The combination of sentinel lymph node mapping and use of uterine intraoperative restrictive frozen section in patients with low-grade endometrial cancer can reduce the rate of complete lymphadenectomy without reducing the detection of lymphatic metastasis.
The combination of sentinel lymph node mapping and use of uterine intraoperative restrictive frozen section (RFS) in patients with low-grade endometrial cancer can decrease the rate of complete lymphadenectomy without reducing the detection of lymphatic metastasis, according to a study presented at the 2016 Society of Gynecologic Oncology (SGO) Annual Meeting, held March 19–22 in San Diego, California.
This study (abstract 40) suggests the potential to minimize overtreatment and avoid complications such as lymphedema that can accompany a full lymph node dissection.
To best minimize the rate of lymphadenectomy, Abdulrahman K. Sinno, MD, of the Kelly Gynecologic Oncology Service at Johns Hopkins School of Medicine in Baltimore, and colleagues compared three lymphatic assessment strategies for detecting lymphatic metastasis in patients with grade I/II endometrial cancer or complex atypical hyperplasia.
“Using sentinel lymph node mapping combined with a RFS strategy, we were able to decrease the rate of lymphadenectomy from 36% of all patients with low-grade endometrial carcinoma, to 9%,” Sinno told Cancer Network. “More importantly, our ability to detect lymphatic metastasis was not decreased, which speaks to the oncologic safety of this algorithm.”
Lymphadenectomy in endometrial cancer patients is associated with increased costs, longer operating room time and longer hospital stay as well as overall complications that can lead to an overall decrease in quality of life. “The risk of lymphedema is variable based on the type of lymphadenectomy performed and the tool used to measure lymphedema,” said Sinno. A recent study of patients after a pelvic lymphadenectomy found the risk of lymphedema to be about 23%, and as many as 30% of patients with symptomatic lymphedema remain undiagnosed.
The standard approach at the Kelly Gynecologic Oncology Service at Johns Hopkins Hospital, adopted by the center in 2012, is standard sentinel lymph node mapping and use of uterine frozen section to then triage patients that may require complete pelvic or para-aortic lymphadenectomy. In the single center study, Mills and study coauthors compared this standard protocol to two theoretical strategies for their ability to detect lymphatic metastasis and decrease the rate of lymphadenectomy using a prospective database of 114 early-stage endometrial cancer patients.
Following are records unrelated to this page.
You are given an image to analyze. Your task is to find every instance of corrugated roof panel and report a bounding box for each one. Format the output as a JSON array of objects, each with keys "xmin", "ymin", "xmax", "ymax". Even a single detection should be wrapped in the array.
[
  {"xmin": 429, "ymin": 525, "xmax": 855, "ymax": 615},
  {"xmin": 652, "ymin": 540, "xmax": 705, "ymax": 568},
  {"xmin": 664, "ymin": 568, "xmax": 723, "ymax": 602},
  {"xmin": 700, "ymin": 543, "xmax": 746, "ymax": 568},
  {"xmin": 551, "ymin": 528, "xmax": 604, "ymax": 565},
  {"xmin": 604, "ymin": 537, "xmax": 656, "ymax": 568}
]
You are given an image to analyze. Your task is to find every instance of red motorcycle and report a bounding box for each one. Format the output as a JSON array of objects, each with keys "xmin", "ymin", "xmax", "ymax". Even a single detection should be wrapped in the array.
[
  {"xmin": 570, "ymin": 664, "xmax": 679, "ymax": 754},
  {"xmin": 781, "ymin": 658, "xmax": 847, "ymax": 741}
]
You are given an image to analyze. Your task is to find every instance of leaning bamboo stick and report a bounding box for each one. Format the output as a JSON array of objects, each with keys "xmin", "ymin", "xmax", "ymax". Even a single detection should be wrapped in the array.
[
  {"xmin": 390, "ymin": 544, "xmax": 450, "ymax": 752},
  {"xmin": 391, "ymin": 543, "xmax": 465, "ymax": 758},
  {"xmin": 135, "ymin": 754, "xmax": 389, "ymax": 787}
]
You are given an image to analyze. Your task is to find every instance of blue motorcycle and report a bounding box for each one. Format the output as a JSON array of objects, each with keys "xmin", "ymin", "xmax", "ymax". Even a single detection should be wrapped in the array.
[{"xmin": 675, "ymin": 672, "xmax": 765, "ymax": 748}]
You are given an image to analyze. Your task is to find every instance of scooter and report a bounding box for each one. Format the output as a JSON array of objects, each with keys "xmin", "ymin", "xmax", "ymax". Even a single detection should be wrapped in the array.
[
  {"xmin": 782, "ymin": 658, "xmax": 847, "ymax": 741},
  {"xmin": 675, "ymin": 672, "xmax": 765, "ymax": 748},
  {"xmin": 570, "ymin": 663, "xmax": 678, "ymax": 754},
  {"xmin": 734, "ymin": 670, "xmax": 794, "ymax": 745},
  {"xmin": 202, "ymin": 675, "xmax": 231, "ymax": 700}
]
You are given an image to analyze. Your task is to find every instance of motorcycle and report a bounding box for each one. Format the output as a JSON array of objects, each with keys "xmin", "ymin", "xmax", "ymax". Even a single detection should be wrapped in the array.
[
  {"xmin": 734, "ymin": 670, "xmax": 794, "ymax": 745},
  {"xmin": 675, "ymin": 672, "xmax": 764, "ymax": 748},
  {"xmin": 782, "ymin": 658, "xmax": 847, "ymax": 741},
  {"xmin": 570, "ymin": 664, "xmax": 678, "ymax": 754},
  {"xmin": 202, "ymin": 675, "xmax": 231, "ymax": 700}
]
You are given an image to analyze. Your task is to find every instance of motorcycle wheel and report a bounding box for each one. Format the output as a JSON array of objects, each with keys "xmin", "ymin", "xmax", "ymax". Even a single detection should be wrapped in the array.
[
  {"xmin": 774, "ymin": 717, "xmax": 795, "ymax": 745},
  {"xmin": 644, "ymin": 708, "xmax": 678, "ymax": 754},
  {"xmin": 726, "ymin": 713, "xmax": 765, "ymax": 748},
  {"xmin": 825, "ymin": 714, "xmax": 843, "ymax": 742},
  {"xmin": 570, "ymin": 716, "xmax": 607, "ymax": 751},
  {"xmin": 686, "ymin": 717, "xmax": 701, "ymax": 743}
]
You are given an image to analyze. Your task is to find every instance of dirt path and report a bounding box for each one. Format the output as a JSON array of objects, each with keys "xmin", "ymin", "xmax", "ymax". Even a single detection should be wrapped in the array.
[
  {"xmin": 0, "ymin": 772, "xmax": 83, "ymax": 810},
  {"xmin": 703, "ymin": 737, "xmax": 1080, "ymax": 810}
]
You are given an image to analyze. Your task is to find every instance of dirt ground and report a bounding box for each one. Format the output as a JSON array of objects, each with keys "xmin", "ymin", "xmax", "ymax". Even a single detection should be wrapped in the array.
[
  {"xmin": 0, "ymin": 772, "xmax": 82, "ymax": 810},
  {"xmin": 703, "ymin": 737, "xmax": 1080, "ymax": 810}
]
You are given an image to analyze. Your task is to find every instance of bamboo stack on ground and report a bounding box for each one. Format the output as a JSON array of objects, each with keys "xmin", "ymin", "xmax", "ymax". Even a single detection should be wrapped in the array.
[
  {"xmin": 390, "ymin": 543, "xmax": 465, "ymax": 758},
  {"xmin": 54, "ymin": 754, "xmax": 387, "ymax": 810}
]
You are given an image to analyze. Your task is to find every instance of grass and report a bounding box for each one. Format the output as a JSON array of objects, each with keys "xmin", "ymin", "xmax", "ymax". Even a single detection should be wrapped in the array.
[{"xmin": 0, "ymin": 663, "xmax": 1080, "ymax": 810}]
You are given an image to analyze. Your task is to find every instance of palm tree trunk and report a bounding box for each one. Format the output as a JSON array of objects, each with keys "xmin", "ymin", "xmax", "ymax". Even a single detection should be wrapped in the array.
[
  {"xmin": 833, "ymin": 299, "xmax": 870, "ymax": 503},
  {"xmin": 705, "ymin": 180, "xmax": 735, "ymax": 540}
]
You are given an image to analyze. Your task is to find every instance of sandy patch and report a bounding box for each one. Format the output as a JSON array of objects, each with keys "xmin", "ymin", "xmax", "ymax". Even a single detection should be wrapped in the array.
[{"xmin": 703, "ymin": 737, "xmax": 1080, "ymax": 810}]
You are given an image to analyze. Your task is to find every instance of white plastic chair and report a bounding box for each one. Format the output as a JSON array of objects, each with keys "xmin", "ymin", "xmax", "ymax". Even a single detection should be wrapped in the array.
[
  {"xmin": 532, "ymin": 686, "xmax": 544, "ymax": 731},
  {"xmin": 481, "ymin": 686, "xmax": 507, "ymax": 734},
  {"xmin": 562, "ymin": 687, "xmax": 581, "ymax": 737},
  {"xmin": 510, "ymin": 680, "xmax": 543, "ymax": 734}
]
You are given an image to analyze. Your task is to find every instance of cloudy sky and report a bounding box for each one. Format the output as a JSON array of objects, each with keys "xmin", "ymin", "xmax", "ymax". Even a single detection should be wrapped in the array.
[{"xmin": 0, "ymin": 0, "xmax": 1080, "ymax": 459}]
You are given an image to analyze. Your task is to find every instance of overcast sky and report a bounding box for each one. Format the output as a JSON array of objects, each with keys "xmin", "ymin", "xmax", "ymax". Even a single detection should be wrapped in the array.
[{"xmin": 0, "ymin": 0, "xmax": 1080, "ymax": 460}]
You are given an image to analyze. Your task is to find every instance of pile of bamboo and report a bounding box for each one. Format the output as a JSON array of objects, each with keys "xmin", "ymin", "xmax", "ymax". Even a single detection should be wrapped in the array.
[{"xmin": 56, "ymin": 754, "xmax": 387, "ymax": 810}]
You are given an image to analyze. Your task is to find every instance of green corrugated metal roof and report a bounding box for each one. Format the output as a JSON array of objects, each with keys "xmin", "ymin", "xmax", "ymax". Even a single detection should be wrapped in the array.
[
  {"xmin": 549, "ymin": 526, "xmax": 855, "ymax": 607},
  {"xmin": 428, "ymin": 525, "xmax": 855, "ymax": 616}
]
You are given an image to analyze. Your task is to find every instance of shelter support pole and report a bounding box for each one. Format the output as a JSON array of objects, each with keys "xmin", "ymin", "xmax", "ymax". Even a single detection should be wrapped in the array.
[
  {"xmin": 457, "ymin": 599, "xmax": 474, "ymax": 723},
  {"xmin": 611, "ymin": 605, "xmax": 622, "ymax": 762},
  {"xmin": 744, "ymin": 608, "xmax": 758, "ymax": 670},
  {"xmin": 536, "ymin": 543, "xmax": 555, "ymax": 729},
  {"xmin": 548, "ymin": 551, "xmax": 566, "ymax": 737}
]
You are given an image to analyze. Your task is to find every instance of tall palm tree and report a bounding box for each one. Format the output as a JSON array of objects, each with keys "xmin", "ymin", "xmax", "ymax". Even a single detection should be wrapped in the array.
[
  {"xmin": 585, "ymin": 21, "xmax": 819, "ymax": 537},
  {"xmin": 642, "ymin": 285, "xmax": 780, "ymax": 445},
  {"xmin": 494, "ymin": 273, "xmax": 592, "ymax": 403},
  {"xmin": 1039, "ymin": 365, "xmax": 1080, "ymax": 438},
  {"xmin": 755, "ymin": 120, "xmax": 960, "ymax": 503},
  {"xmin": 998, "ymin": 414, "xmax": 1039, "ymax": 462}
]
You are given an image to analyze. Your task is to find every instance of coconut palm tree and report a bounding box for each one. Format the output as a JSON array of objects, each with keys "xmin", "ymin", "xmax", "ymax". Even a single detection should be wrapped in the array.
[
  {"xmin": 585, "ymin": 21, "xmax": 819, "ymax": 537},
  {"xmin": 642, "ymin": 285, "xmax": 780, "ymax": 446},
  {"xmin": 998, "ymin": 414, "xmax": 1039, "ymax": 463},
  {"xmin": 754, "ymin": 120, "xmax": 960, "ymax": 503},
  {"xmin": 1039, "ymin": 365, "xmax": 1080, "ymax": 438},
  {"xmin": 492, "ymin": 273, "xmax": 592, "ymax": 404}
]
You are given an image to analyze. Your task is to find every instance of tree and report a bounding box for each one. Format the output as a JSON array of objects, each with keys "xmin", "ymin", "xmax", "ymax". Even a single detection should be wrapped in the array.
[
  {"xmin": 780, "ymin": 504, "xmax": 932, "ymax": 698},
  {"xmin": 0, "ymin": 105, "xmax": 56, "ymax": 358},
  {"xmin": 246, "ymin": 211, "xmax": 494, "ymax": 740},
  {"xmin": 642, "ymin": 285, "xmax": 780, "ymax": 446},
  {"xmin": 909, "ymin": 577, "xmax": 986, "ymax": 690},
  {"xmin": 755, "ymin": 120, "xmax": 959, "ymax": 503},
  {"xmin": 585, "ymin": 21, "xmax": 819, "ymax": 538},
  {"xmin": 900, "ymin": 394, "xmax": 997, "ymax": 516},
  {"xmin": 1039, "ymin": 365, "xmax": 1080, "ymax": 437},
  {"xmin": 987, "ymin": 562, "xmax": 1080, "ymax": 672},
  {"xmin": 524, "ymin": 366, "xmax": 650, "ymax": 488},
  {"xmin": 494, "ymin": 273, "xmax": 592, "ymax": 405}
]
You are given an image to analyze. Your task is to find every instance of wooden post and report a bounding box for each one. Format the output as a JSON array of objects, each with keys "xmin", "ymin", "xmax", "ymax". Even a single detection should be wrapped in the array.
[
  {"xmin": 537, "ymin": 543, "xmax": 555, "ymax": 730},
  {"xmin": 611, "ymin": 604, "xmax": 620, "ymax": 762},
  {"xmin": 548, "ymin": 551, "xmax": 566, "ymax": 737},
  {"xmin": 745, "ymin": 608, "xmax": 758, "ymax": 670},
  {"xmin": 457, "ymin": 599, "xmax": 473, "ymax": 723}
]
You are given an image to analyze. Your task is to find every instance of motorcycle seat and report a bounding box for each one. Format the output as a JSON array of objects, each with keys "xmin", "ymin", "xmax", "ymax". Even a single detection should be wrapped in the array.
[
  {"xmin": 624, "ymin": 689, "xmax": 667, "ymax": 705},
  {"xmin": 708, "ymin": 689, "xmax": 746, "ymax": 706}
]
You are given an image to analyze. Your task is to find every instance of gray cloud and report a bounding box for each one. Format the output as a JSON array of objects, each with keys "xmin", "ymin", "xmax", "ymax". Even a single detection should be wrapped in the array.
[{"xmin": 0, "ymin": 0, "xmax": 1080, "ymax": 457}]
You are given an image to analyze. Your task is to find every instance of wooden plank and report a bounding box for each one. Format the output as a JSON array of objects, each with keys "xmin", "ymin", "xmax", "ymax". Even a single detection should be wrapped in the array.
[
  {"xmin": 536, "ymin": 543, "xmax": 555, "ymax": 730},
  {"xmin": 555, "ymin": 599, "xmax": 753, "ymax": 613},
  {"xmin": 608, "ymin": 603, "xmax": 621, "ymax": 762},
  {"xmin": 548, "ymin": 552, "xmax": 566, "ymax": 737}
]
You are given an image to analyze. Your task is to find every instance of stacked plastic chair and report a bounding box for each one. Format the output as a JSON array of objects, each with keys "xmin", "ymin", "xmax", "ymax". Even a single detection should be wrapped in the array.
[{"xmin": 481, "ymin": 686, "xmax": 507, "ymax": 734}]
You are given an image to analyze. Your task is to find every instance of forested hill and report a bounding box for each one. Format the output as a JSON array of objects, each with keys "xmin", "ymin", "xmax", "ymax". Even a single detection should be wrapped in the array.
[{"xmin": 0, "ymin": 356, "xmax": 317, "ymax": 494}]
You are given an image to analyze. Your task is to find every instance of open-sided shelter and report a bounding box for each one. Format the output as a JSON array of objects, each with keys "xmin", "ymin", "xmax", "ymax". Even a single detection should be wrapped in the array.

The two other options were use of universal frozen section and no sentinel lymph node mapping or sentinel lymph node mapping plus RFS. The three options were analyzed using a retrospective modeling analysis.
Of the 114 patients who received the standard protocol, 42 patients (36.8%) had a complete lymphadenectomy. Applying the two additional hypothetical strategies, the universal frozen section approach had a poorer detection of lymph node metastasis compared to the standard protocol or use of RFS. Use of sentinel lymph node plus RFS led to a complete lymphadenectomy rate lower than the standard protocol or the universal frozen section approach (9.2%, 36.8%, and 36.8%, respectively; P = .004). Use of RFS did not decrease the detection of lymph node metastasis.
In 2014, the National Comprehensive Cancer Network listed sentinel lymph node mapping as an alternative to complete lymphadenectomy in those women undergoing hysterectomy surgery for early-stage endometrial cancer when performed by experienced gynecologic oncology surgeons.
“We have completely shifted our algorithm at Johns Hopkins University based on the results of this study,” Sinno noted. “We will be utilizing the sentinel lymph node/RFS strategy on all patients with low grade endometrial cancer.”
Next, Sinno said he and colleagues are exploring the role of sentinel lymph node mapping in high-grade endometrial carcinoma.